Lukisan Natale Attanasio, Uomo Seduto, 1882
Manusia adalah misteri yang tak pernah selesai disingkapkan sementara peranan manusia terhadap hidup semesta ini tak tergantikan. Di satu sisi, manusialah penentu hidup entah hidupnya sendiri, sesamanya, maupun semesta. Semua tergantung pada manusia. Namun di balik ketergantungan apa yang ada pada manusia, manusia itu sendiri terbatas, lemah-rapuh, binasa dan manusia sendiri tergantung kepada entah Tuhan, semesta ataupun kepada hasil dari perbuatan dirinya sendiri (baca: karma). Itulah sebuah paradok tentang manusia. Paradoks tentang manusia merupakan sebuah keagungan tetapi juga realitas yang menjadi pergulatan baik filsafat timur maupun barat. Pada artikel ini, kita akan melihat bagaimana para filsuf Tiongkok kuno menguak realitas manusia. Siapa manusia?; apa hakikat manusia?. Itulah segelintir pertanyaan yang memantik manusia untuk terus-menerus menyelidiki dirinya. Sebab kemisterian dan keagungan manusia itu sungguh menawan, memukau manusia untuk bertanya dan menyelidiki dirinya sendiri.
Manusia memiliki ciri universalitas yang dimiliki oleh setiap pribadi yang menunjukkan eksistensi dan kiprahnya yang disebut dengan natura. Natura manusia itu menjadi obyek permenungan para pemikir Tiongkok. Sebab natura manusia menentukan dan mempengaruhi hidup manusia secara definitif. Konfusius berpendapat bahwa natura manusia itu terbentuk dari hukum alam (Tien Ming). Hsun Tsu menegaskan premis Konfusius tersebut bahwa natura manusia termasuk natura alami (Hsing) dalam pengertian sudah demikian adanya sejak semula. Dalam konteks Hsing, Konfusius dan Mensius yakin bahwa natura manusia pada dasarnya baik. Artinya manusia itu makhuk yang merindukan sekaligus bertindak untuk dan demi kebaikan. Ini dikarenakan di dalam natura manusia ada cinta kasih (Jen). Pandangan Mensius dan Konfusius bahwa natura manusia itu baik bertolak belakang dengan pemikiran Hun Tsu dan Mo Tsu. Hun Tsu yakin bahwa natura manusia itu pada dasarnya jahat. Artinya segala kejahatan dan malapetaka yang terjadi itu diakibatkan dan berasal iri hati, kebencian dan keinginan untuk menyakiti sesama manusia yang merupakan sifat jahat dari natura manusia. Itulah gagasan Mo Tsu untuk menjelaskan asal-usul kejahatan yang terjadi. Sikap jahat manusia, menurut Lao Tsu bertentangan dengan Tao[1].

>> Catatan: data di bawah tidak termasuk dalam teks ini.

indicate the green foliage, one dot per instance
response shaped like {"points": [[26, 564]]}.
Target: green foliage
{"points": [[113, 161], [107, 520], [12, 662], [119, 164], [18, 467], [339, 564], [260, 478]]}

Berpijak dari natura manusia para filsuf Tiongkok merumuskan kecermelangan manusia sebagaimana Nietzsche menggagasnya. Kalau Nietzsche menggagas bahwa manusia unggulan itu adalah manusia yang mewujudkan nafsunya, tidak demikian dengan para filsuf Tiongkok. Sebaliknya, menurut para filsuf Tiongkok, manusia yang cemerlang ialah manusia yang mampu mengendalikan nafsu. Nafsu itu sumber bencana dan malapetaka. Dari nafsulah, segala kejahatan dan ketidakteraturan mengalir (Hun Tsu). Melepaskan diri dari nafsu membuat manusia mampu melaksanakan tugas dengan baik (Mo Tsu). Menurut Mo Tsu salah satu cara untuk melepaskan dan mengalahkan nafsu itu melalui latihan atau membina diri. Cara membina diri dilakukan dengan menegakkan diri sendiri untuk menegakkan orang lain, menyempurnakan diri sendiri untuk menyempurnakan diri orang lain. Latihan mencakup merubah hal-hal yang buruk yang ada pada diri sendiri, membuang sifat buruk, kelakuan yang tidak sesuai dengan aturan maupun kebiasaan yang tidak baik. Semuanya dirubah dan diperbaiki supaya hidup sesuai dengan Tao dan dia pun menjadi pribadi yang berbudi pekerti agung. Berbudi pekerti yang demikian sudah pasti mampu melepaskan diri genggaman nafsu. Dan suatu keadaan yang bebas dari nafsu oleh Lao Tsu disebut dengan kemurnian batin.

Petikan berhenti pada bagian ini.